169章 今宵剩把銀紅照,猶恐相逢是夢中
桌子上的燭光無聲的搖曳着,落下一片幽幽的光,映在男人的臉上,只將他原本便深刻立體的五官映襯的愈加英挺,他一動不動的抱着懷中的女子,她的身子依然是那樣的柔軟,柔若無骨的被他抱在懷裡,睡的如同一個無知無覺的嬰孩。
他緊緊的攬着她,整個人就好似是劫後重生一般,胸膛裡猶如被溫熱的水泡着,倒是無端的想起了一句詩來,今宵剩把銀紅照,猶恐相逢是夢中。
他向來不喜那些文人的酸腐陳詞,如今驟然想起了這一句詩,只讓他自嘲一笑,卻是將懷中的沈疏影摟的更緊了些。
感覺到她溫軟的身子,清甜的氣息,他才能相信自己這不是做夢,她實實在在的依偎在自己的懷裡。
比起這一刻,以前那些權勢滔天,倚紅偎翠,槍林彈雨,征戰沙場的日子,竟是變得虛幻飄渺起來,一切都好像不曾發生過,無論什麼,都遠沒有這一刻的失而復得,相依相守來的重要。

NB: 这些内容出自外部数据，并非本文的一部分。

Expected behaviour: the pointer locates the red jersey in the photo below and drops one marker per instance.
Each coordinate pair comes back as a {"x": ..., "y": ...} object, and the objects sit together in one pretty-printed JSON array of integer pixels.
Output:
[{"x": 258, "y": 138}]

“小影....”他伸出手,撫上她瑩白的小臉,聲音裡則是無盡的溫柔與疼惜,沈疏影依然暈沉沉的睡着,卻是十分安然的樣子,賀季山知她累到極點,卻怎麼也捨不得將她放下,仍是將她抱在懷裡,緩緩的低下頭,在她的臉頰上輕輕吻着,銘心刻骨的思念排山倒海,唯有緊緊的抱着她,恨不得永遠都不撒手。
沈疏影醒來時,就見自己的牀前守着幾個護士,見到她醒來,其中一位立時對身後的人言道;“快讓人去告訴司令,就說夫人已經醒了。”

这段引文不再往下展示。